In Vivo Evaluation of Taste-Masked Fast-Disintegrating Sublingual Tablets of Epinephrine Microcrystals
In community settings, IM injection of 0.3 mg epinephrine (Epi) using an auto-injector is the drug of choice for treatment of anaphylaxis. Previously, a taste-masking (TM) formulation of fast-disintegrating sublingual tablets (FDSTs) was developed in our lab. Also, Epi was micronized (Epi-MC) successfully and reduced the previously achieved bioequivalent sublingual Epi dose to 0.3 mg IM injection by half using non-taste-masked fast-disintegrating sublingual tablets (TM-FDSTs). Our objective for this study was to evaluate the sublingual absorption of Epi-MC using TM-FDST. These sublingual Epi tablets have potential for out-of-hospital treatment of anaphylaxis and are suitable for human studies. TM-FDSTs containing Epi-MC were manufactured by direct compression. The rate and extent of Epi absorption from our developed 20 mg Epi-MC-TM-FDSTs (n = 5) were evaluated in rabbits and compared to the previous result from 20 mg Epi-MC in non-TM-FDSTs and EpiPen® auto-injector. Blood samples were collected over 1 h, and Epi concentrations were measured using HPLC with electrochemical detection. Mean ± SEM AUC0–1 h and Cmax from 20 mg Epi-MC-TM-FDSTs (733 ± 78 ng/ml/min and 30 ± 8 ng/ml) and 20 mg Epi-MC-non-TM-FDSTs (942 ± 109 ng/ml/min and 38 ± 4 ng/ml) were not significantly different (p > 0.05) from each other or from EpiPen® (592 ± 50 ng/ml/min and 28 ± 3 ng/ml) but were significantly higher (p < 0.05) than endogenous Epi after placebo FDSTs (220 ± 32 ng/ml/min and 8 ± 1 ng/ml). Mean ± SD Tmax was not significantly different (p > 0.05) among all formulations. Epi-MC-TM-FDSTs formulation improved Epi absorption twofold and reduced the required bioequivalent dose by 50%, similar to results obtained using non-TM-FDSTs. The incorporation of TM excipients did not interfere with the absorption of Epi-MC.

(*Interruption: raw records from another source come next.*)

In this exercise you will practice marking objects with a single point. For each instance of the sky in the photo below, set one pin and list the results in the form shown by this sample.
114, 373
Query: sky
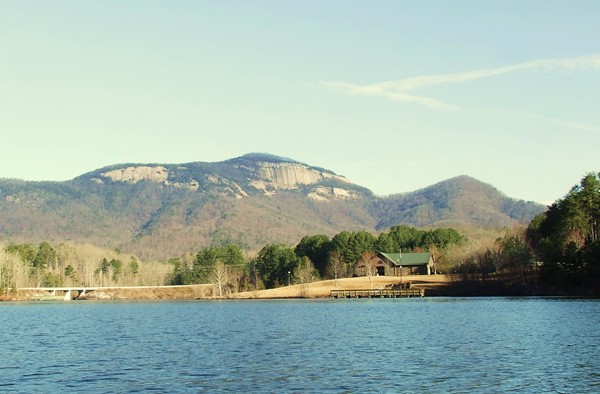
394, 95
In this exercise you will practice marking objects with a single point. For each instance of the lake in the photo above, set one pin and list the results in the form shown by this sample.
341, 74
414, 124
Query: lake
424, 345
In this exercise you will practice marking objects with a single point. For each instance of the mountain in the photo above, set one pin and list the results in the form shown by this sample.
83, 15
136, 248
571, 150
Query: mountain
163, 210
458, 201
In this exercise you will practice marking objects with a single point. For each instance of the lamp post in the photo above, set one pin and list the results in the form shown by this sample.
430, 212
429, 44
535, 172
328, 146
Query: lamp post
400, 276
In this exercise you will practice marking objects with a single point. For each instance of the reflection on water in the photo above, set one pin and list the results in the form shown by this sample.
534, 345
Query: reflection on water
390, 345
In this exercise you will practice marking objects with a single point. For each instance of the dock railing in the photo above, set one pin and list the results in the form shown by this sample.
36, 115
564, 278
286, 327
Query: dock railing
378, 293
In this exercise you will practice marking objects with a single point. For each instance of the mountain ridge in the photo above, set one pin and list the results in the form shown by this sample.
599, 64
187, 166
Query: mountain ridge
162, 210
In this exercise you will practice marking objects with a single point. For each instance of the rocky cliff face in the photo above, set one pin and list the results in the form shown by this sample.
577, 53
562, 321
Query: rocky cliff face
253, 175
137, 174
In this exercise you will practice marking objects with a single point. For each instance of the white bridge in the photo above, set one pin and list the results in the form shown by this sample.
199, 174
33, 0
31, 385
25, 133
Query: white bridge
68, 293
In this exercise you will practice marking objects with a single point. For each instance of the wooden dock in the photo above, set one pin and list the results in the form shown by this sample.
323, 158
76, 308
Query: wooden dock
379, 293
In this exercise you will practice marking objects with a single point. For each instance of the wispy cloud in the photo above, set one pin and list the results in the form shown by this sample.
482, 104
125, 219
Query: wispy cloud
401, 90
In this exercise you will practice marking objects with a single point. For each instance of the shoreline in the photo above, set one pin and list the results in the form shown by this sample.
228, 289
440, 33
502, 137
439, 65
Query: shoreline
432, 285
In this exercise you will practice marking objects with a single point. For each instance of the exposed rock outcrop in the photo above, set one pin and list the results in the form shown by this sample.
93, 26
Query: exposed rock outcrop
137, 174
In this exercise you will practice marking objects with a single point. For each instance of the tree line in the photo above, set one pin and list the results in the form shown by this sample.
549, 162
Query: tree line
314, 257
47, 265
557, 253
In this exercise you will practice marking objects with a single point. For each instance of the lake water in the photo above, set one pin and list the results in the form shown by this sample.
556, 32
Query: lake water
428, 345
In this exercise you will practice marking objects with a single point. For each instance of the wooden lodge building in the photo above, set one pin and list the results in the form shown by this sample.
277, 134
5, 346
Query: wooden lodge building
397, 264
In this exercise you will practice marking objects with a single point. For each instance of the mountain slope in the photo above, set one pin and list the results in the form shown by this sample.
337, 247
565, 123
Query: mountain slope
163, 210
458, 201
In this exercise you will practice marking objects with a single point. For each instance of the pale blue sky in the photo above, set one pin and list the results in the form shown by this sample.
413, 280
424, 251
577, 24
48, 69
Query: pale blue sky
395, 95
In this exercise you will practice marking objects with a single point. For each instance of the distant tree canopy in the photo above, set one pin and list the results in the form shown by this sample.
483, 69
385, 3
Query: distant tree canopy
567, 236
315, 256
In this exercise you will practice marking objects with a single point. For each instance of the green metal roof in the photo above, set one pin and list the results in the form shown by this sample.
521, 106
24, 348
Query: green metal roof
407, 259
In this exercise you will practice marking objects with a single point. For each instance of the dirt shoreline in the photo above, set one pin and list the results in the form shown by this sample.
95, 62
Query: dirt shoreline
322, 289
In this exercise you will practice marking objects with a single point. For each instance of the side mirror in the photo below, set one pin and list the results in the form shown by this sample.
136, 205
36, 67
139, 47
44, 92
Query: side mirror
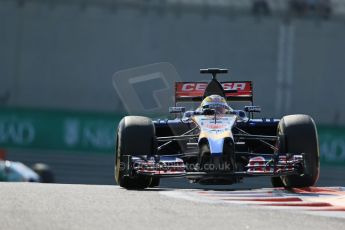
252, 109
177, 109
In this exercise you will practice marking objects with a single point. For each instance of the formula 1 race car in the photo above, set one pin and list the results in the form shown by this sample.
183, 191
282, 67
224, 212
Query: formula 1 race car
13, 171
215, 144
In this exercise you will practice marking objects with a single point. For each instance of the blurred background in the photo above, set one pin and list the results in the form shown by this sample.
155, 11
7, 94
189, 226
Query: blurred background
65, 66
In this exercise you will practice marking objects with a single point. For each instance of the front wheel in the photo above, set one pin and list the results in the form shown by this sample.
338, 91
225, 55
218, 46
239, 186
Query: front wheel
135, 136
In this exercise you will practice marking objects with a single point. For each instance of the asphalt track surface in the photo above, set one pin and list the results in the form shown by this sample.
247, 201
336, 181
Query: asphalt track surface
176, 204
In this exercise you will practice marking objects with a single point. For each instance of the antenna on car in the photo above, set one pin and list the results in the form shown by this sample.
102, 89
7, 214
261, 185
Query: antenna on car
214, 71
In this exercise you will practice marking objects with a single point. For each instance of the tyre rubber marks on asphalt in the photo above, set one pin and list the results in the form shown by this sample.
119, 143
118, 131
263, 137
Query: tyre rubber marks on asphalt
316, 200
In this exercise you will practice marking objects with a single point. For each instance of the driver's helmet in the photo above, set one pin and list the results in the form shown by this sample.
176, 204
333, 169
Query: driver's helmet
217, 103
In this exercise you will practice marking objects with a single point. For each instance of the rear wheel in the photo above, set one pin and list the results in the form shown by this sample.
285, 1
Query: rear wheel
298, 134
135, 136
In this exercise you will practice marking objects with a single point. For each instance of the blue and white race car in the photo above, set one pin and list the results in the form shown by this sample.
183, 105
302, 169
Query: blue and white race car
214, 143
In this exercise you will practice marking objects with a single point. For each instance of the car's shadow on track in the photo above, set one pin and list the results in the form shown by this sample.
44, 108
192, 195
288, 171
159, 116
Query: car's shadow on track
171, 184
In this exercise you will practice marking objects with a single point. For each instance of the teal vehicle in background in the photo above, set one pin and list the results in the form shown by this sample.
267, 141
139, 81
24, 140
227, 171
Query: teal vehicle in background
12, 171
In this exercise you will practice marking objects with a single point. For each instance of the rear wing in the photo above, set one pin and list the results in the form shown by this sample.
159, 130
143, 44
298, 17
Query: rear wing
194, 91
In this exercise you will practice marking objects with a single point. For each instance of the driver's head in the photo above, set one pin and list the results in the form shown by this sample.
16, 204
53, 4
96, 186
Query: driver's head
215, 102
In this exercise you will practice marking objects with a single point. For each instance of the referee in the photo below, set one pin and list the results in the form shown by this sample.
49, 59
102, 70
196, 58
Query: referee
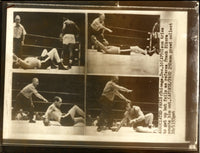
24, 99
110, 90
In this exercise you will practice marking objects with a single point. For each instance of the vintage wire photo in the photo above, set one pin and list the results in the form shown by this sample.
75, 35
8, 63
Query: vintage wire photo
123, 44
40, 42
101, 77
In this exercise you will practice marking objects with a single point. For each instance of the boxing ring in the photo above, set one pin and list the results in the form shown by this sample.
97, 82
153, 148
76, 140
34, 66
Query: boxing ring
118, 64
33, 47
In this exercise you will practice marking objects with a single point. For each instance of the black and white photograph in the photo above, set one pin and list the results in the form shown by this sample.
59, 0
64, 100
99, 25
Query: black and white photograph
123, 44
49, 42
46, 106
122, 107
97, 77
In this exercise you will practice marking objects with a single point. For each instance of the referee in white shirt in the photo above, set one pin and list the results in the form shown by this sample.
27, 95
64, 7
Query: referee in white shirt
98, 27
18, 36
110, 90
24, 99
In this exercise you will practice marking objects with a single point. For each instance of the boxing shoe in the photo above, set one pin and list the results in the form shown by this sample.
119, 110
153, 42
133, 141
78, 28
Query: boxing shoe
61, 66
32, 121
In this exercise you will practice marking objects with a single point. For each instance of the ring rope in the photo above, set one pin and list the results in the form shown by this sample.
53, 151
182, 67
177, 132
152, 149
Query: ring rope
126, 37
33, 35
42, 102
119, 110
52, 92
134, 30
37, 46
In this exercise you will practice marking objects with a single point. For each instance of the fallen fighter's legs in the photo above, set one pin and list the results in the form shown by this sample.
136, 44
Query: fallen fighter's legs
52, 56
75, 110
98, 43
137, 49
146, 129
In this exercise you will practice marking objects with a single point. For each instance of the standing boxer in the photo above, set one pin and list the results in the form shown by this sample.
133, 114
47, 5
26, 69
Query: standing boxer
69, 33
111, 90
54, 113
18, 36
24, 99
97, 29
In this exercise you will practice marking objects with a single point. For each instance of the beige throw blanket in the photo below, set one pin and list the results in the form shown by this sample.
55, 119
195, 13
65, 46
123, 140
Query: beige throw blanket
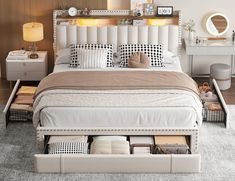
117, 80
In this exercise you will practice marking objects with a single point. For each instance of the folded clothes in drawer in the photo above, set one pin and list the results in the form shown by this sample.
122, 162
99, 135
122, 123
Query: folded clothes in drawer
110, 147
171, 145
68, 145
20, 112
68, 148
213, 112
141, 144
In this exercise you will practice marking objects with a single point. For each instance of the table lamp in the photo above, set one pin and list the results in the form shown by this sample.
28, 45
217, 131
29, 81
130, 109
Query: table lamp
33, 32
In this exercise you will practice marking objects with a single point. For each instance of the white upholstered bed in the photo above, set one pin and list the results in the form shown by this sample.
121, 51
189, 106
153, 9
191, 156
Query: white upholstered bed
145, 114
118, 112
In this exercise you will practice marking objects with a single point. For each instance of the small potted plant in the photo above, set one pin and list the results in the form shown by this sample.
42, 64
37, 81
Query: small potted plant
190, 27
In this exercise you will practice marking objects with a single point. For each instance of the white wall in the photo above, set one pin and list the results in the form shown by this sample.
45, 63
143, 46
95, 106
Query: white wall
196, 10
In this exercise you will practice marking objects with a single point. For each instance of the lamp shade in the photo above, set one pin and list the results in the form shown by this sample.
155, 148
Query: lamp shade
33, 32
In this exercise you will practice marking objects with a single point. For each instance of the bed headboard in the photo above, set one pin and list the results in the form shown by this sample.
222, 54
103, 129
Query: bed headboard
103, 29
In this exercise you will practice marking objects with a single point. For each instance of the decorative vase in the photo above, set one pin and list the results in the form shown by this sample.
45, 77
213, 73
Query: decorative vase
191, 36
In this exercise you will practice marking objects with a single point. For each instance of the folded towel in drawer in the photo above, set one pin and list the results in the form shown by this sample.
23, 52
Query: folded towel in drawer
24, 99
22, 107
109, 138
170, 140
68, 148
26, 90
141, 140
141, 150
171, 145
110, 147
171, 149
67, 139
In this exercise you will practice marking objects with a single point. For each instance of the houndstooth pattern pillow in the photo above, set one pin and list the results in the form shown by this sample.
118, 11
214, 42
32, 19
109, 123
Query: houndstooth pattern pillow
74, 53
68, 148
154, 52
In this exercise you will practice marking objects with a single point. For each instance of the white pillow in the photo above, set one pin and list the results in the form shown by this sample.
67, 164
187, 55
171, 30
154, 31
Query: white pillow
169, 57
92, 59
63, 56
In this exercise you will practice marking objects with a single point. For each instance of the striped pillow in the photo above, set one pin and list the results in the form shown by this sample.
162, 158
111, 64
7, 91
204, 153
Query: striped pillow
68, 148
92, 59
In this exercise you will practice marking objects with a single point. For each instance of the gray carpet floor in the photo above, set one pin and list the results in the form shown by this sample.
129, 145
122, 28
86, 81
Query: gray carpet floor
217, 148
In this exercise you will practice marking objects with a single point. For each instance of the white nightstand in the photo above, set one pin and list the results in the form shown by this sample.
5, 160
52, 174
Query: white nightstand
28, 69
209, 48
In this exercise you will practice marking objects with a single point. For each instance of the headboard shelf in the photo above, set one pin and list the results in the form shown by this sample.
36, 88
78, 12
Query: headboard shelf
108, 29
118, 17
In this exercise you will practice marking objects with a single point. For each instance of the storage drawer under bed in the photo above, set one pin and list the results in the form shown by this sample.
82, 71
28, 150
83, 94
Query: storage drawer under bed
217, 116
117, 163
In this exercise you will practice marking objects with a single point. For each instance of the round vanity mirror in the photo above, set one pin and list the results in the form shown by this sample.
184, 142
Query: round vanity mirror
217, 24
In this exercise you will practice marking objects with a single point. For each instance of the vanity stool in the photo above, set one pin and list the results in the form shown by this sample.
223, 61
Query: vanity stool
222, 74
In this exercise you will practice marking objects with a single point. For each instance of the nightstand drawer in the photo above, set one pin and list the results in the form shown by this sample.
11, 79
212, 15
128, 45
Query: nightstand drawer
25, 66
29, 76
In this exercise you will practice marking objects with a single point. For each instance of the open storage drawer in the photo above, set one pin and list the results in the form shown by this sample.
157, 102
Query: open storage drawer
117, 163
153, 163
217, 116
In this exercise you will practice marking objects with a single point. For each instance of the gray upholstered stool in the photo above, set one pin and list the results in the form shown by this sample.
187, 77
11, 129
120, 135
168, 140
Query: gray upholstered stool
222, 74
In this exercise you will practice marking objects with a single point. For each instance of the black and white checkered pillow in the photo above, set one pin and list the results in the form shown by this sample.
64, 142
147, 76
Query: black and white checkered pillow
154, 52
74, 53
68, 148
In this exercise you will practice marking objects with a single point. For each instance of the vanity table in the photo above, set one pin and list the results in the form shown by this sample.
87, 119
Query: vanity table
210, 48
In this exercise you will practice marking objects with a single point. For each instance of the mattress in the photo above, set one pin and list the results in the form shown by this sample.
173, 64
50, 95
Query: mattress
128, 109
148, 114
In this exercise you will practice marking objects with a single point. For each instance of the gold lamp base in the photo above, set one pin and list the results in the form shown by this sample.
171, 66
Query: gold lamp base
33, 56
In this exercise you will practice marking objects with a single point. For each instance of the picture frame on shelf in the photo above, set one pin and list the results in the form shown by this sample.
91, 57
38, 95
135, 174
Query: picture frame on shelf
165, 10
138, 4
150, 9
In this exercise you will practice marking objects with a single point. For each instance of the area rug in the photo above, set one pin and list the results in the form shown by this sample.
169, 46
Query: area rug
217, 148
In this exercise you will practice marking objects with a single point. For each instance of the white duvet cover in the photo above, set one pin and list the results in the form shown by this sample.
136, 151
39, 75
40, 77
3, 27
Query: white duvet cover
172, 108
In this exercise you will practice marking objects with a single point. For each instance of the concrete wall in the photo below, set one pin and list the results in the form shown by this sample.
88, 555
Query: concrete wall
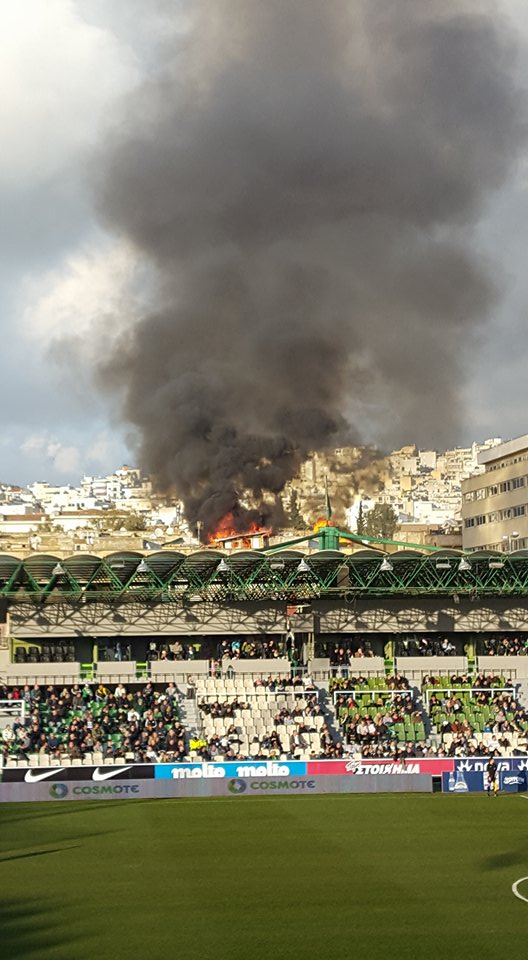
514, 667
389, 616
43, 673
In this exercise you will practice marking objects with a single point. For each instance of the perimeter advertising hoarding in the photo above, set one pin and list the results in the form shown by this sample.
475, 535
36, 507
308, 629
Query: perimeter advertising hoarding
205, 771
388, 767
128, 771
476, 781
240, 768
232, 787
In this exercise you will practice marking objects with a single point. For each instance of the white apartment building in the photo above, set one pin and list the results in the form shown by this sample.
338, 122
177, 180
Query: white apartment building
495, 503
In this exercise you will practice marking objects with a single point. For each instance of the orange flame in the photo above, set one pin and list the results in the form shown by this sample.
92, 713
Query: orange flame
226, 529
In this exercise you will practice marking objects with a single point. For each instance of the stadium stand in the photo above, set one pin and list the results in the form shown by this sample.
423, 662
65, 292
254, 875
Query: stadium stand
475, 715
265, 718
93, 724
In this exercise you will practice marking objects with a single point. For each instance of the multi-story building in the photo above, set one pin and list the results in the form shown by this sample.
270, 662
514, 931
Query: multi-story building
495, 503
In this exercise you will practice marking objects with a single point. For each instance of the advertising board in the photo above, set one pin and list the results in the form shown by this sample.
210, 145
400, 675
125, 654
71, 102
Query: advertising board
229, 786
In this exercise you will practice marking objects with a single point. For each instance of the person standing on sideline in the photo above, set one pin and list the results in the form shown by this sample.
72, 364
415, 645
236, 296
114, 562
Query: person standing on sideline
493, 777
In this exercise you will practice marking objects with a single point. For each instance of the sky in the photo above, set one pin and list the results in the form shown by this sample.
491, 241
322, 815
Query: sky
65, 68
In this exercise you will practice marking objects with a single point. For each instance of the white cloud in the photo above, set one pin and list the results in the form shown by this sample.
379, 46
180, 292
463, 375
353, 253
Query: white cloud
58, 75
76, 298
62, 458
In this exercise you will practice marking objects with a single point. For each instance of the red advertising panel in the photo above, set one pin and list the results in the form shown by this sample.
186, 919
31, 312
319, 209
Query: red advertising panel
432, 765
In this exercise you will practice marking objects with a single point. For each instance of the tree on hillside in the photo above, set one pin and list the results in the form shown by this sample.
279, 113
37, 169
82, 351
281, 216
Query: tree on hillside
381, 521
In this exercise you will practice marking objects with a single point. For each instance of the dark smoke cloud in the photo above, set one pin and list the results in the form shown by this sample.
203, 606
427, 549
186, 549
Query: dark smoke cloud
303, 177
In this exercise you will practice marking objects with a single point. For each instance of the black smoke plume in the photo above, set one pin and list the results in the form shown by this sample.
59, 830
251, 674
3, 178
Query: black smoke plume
303, 176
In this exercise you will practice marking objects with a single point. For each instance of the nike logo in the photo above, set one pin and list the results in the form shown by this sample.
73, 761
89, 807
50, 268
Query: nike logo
107, 774
35, 777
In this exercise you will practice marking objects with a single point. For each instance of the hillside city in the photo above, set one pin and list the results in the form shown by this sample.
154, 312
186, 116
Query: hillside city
122, 510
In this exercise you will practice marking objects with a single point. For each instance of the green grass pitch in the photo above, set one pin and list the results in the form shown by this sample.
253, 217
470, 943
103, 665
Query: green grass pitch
382, 876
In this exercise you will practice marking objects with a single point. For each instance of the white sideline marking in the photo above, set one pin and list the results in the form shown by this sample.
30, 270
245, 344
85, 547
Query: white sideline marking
516, 892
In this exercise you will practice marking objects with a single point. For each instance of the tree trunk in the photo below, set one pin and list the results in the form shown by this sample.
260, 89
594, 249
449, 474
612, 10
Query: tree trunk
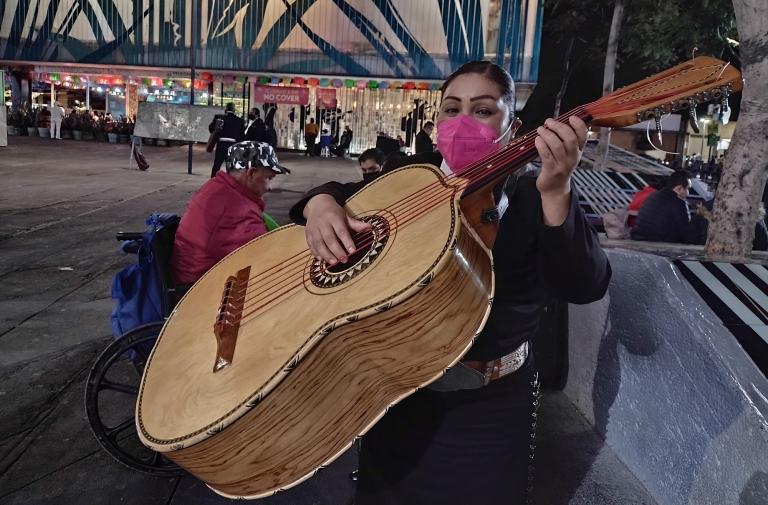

KEY WORDSabsorption adrenaline anaphylaxis epinephrine microcrystals sublingual tablets
Compliance with Ethical Standards
The protocol for the in vivo study, which was performed in a validated rabbit model, was reviewed and approved by the Protocol Management and Review Committee in the University of Manitoba. The guidelines of the Canadian Council on Animal Care were followed (36).
Conflict of Interest
The authors declare that they have no conflict of interest.